C'est sûrement le plus simple des trois autres royaumes, et celui qui m'inspire le plus confiance, alors même que je n'ai encore jamais rencontré ses souverains. Ses habitants vivent de l'agriculture et de l'élevage, ce qui ne les rend pas moins riches pour autant. Seulement, on peut observer des différences notables entre la famille royale naturéenne et les autres. Ils sont plus humbles. Enfin, c'est ce que m'ont dit les Conseillers. Je suppose que cela va très vite se vérifier.

C'est le roi qui ouvre la marche avec sa femme à son bras. De l'autre côté se trouve un jeune homme, qui tient la main d'un petit garçon lui ressemblant comme deux gouttes d'eau. À leur suite s'avancent leurs employés les plus proches, comme les nourrices. Je remarque de suite que ceux-ci sont vêtus convenablement et ont un sourire non simulé, ce qui prouve le bon traitement qu'ils reçoivent. Je ne peux qu'en être satisfaite.

Arrivés à bonne distance de moi, ils s'arrêtent et se courbent en avant, en signe de respect. Pour ma part, je baisse légèrement la tête, sans pour autant les quitter des yeux. Je finis par leur dire de se relever et le roi prend alors la parole, me présentant son épouse et ses fils, Arold et Célestin.

Il n'est pas difficile de saisir qu'Arold est celui venu ici pour moi. Je n'ai pas vraiment envie qu'un garçonnet de dix ans devienne mon époux.

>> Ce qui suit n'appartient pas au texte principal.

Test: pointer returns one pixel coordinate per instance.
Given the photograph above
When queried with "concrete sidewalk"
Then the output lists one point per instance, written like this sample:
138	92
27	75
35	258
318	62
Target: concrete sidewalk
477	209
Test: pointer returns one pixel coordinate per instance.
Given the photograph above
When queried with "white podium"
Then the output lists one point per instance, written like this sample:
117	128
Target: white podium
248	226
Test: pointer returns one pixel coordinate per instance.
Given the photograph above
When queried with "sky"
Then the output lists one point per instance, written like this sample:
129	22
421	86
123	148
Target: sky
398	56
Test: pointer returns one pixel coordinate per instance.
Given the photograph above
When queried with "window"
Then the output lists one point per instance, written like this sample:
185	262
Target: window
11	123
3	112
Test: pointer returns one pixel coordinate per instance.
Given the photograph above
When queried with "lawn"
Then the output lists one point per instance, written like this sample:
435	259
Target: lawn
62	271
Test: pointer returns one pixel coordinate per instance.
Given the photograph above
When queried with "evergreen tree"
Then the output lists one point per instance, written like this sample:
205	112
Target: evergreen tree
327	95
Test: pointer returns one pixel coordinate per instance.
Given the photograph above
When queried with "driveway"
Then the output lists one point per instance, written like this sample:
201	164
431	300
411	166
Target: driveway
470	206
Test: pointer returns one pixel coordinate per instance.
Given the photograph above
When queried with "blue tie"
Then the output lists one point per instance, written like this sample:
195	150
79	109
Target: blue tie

Je l'observe un peu plus. Il est beau. Pas le genre de beauté qui pourrait m'attirer, du moins au premier abord. Mais je dois dire que je ne cherche pas un physique, mais un roi. Ce n'est pas sur cette qualité que je vais les juger. J'aime beaucoup la couleur de ses cheveux. Couleur de feu. Le fait qu'ils soient bouclés lui ajoute du charme, et cette teinte fait ressortir la pâleur de sa peau tachetée, ainsi que ses yeux bleus.

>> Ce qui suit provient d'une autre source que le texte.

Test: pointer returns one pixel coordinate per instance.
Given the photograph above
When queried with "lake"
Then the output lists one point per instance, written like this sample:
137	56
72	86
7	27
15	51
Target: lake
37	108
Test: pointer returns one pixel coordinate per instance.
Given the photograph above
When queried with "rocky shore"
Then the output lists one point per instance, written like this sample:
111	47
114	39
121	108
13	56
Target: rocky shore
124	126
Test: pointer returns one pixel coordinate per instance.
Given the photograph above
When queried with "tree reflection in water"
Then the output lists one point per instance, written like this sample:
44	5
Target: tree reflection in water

Ce qui m'intrigue plus particulièrement chez lui, c'est la gentillesse et la bonté qui se dégagent de son visage. De son aura, même. Je ne saurais dire si c'est feint, mais s'il possède réellement ces deux qualités, alors il gagne d'entrée un certain nombre de points. Je reporte mon attention sur le roi qui semble respectueux et, comme son fils, bienveillant. Cependant, quelque chose me chiffonne chez son épouse. Je ne sais pas encore quoi, mais je trouverai. Elle n'a pas la même aura que le reste de la famille. Comme si elle n'en faisait pas vraiment partie.

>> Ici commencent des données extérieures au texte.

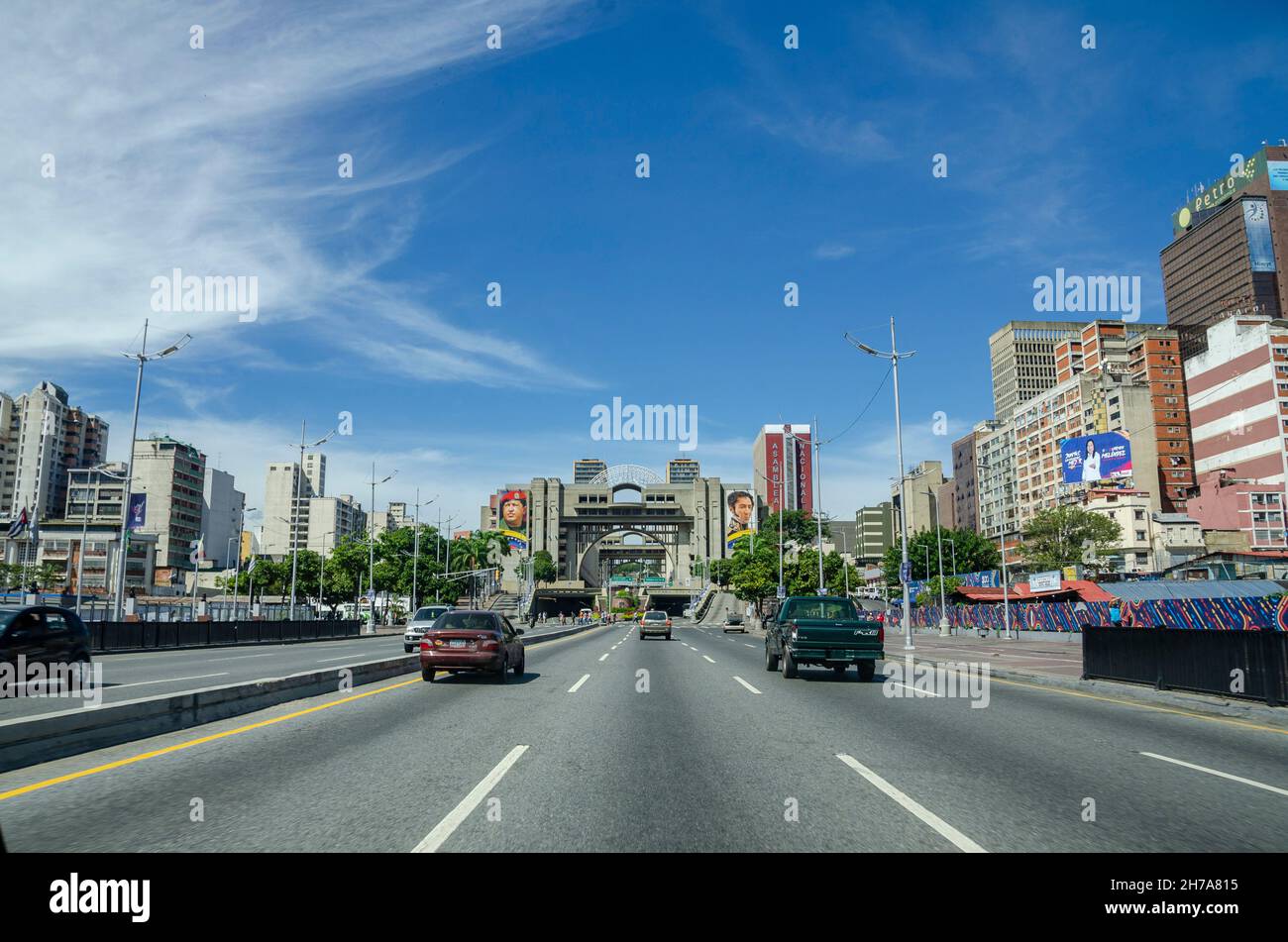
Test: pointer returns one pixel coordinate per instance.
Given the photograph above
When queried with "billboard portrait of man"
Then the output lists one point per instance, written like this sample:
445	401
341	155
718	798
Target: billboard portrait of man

— Nous vous sommes très reconnaissants de nous accueillir au sein de votre demeure et de bien vouloir donner une chance à notre fils.

— Tout le plaisir est pour moi.

Traduction, je n'ai pas eu le choix. Mais puisque vous m'avez l'air sympathique, je vais faire un effort.

Je montre de la main les sièges qui leur sont réservés.

— Je vous en prie, prenez place.

Ils me saluent et vont s'installer tandis que Jérémya, le hurleur, annonce l'arrivée de la famille de Ferrum.

Je me demande s'il prend des tisanes pour la gorge le soir. À ce rythme, il va finir muet d'ici peu.

Les trompettes retentissent une nouvelle fois et un tout autre style de famille fait son entrée.

Ferrum, le royaume du fer. Paraît-il que leurs hommes sont réputés pour être misogynes. Et très séduisants. L'un ne rattrape pas l'autre, de mon avis, mais je me demande si la légende est vraie. Les portes s'ouvrent de nouveau et le roi entre. À côté de lui, sans pour autant qu'il y ait contact physique, sa femme, et enfin son fils. Tous trois sont sur la même ligne, comme s'il n'y avait aucune hiérarchie entre eux, et je dois avouer que j'aime cette idée. Mais ce que j'apprécie le plus, en dehors de cette prestance qu'ils dégagent, c'est leurs parures. Elles sont bien différentes des apparats royaux, un savant mélange entre royauté et aspect guerrier. Roi et soldat. D'ailleurs, je remarque que loin de la traditionnelle épée, c'est un sabre qu'il porte fièrement. Je ne peux qu'approuver le choix de cette arme, que j'affectionne également.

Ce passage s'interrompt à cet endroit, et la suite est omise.